Na Tradição veterotestamentária, a nuvem sobre a tenda da revelação mostra  a presença de Deus (Shekhinah), o mesmo evidenciado no momento da Transfiguração do Senhor, ou seja, a nuvem sagrada que sinaliza a habitação ou presença de Deus. Em meio dela, logo após a proposta de Pedro, levado ao impulso humano de aprisionamento da divindade para que pudesse ser “contemplada”, fez-se ouvir: “Eis o meu Filho muito amado, em quem pus toda minha afeição; ouvi-o.” Isto é, não o aprisionem para ser contemplado, não o admirem, tampouco o temam, mas ouçam-no. Eis o convite para vivermos o Evangelho de Cristo Jesus. Ouvi-lo, neste caso, não representa apenas o processo estático de escutar a fala de alguém, mas sim a disposição dinâmica de segui-lo. Assim como os presentes, somos convidados, permanentemente, a “ouvir” a voz de Jesus, não uma escuta inerte, mas um ouvir atento e atuante, vivendo e concretizando a sua Palavra.

Ao ouvirem a voz retumbante do chamado de Deus, os discípulos caíram com a face por terra e tiveram medo, pois não suportaram o esplendor da gloria de Deus, bem como o aterrorizante convite de “ouvir” Jesus.

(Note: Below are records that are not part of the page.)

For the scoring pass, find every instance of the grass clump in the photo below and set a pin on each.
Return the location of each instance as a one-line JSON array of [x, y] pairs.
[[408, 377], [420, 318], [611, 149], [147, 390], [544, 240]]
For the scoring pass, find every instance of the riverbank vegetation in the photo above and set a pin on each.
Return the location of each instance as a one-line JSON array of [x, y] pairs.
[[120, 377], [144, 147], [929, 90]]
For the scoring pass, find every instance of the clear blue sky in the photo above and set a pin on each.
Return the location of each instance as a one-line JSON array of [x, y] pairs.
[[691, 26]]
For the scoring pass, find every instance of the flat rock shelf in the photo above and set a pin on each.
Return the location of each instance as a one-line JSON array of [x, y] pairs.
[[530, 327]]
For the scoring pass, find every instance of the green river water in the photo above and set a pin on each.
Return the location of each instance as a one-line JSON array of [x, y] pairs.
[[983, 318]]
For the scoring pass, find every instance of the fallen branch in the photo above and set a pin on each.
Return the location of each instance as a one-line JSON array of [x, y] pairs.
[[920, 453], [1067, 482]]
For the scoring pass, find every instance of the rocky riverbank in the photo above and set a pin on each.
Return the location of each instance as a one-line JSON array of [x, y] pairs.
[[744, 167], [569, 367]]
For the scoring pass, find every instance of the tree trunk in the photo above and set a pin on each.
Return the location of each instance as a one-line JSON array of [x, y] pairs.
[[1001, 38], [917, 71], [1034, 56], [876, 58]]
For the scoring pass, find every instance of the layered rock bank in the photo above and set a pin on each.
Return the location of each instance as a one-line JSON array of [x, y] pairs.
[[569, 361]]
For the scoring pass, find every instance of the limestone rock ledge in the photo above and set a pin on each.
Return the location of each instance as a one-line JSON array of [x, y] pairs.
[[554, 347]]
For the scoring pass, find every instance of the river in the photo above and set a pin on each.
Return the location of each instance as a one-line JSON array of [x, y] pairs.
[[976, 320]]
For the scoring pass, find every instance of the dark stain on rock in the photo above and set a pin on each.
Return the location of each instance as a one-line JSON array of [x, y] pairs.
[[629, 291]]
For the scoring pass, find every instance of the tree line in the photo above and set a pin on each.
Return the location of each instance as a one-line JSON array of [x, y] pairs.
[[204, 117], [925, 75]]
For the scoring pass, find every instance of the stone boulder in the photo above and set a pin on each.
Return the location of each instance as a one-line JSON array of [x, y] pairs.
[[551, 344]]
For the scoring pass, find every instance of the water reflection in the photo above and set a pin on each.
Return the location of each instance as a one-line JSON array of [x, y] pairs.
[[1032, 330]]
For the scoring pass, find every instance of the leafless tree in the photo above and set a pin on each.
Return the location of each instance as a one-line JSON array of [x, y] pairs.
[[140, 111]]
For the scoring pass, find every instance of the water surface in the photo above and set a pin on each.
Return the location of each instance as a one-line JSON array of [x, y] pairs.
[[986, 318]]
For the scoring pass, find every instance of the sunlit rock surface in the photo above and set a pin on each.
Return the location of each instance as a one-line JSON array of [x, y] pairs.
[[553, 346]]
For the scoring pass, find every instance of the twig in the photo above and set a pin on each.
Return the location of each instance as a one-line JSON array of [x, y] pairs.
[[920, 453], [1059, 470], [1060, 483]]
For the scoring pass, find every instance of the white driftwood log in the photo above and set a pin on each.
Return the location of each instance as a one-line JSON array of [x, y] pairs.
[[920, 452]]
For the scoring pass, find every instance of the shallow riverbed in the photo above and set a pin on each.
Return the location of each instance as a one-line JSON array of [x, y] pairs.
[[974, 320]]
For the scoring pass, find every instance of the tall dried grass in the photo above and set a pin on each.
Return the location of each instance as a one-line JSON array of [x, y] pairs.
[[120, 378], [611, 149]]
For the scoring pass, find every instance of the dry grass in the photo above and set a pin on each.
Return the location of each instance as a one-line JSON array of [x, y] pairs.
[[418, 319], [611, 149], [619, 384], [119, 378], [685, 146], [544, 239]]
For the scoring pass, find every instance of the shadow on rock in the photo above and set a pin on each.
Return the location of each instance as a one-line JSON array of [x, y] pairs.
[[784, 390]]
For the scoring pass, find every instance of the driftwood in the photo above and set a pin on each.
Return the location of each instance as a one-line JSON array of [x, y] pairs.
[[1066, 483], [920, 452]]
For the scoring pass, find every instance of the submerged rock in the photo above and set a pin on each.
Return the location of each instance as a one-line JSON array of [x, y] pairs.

Sabemos que, se  entrarmos em contato com a Palavra de Deus nas Sagradas Escrituras e não nos “incomodarmos”, não nos preocuparmos, não nos mobilizarmos, algo está errado, não a estamos  ouvindo corretamente, ou não a acolhemos como verdade a ser cumprida. O Evangelho é inquietador, a Palavra é aterrorizadora quando a ouvimos e a acolhemos, o chamado é amedrontador, pois nos evidencia nosso limite diante da missão que nos é apresentada. Entretanto, na mesma Palavra, no mesmo convite, aos de coração aberto e disponíveis, é apresentado o amor infinito do Criador, a presença permanente do seu Santo Espírito que encoraja, fortalece, capacita ao cumprimento do chamado. O temor inicial transforma-se em alegria infinita, caso estejamos verdadeiramente unidos com Jesus.

Ao ouvirmos o chamado de Deus, um misto de temor e alegria nos invade, pois, ao mesmo tempo em que não suportarmos, pela nossa limitação humana, o esplendor da glória de Deus, Ele nos permite sentir sua força e seu poder para nossa condução. Percebemos nossa escuridão, assim como os discípulos “caíram no sono”, mas, ao “acordarmos”, como eles fizeram, entregando-nos incondicionalmente a Deus, veremos a face de Cristo envolto em sua glória. Os discípulos não entenderam o ocorrido, assim como nós, quando evidenciamos um lampejo da divindade gloriosa de Deus, mas se nos abrirmos à Palavra e possibilitarmos ser conduzidos por ela, não apenas desfrutaremos da glória de Deus, mas seremos capazes de “descer do monte” e disseminarmos tais verdades por intermédio de nossas ações e de nosso exemplo cotidiano. O reconhecimento de nossa limitação é o primeiro passo para nos abrirmos à transformação que a Palavra pode fazer em nós.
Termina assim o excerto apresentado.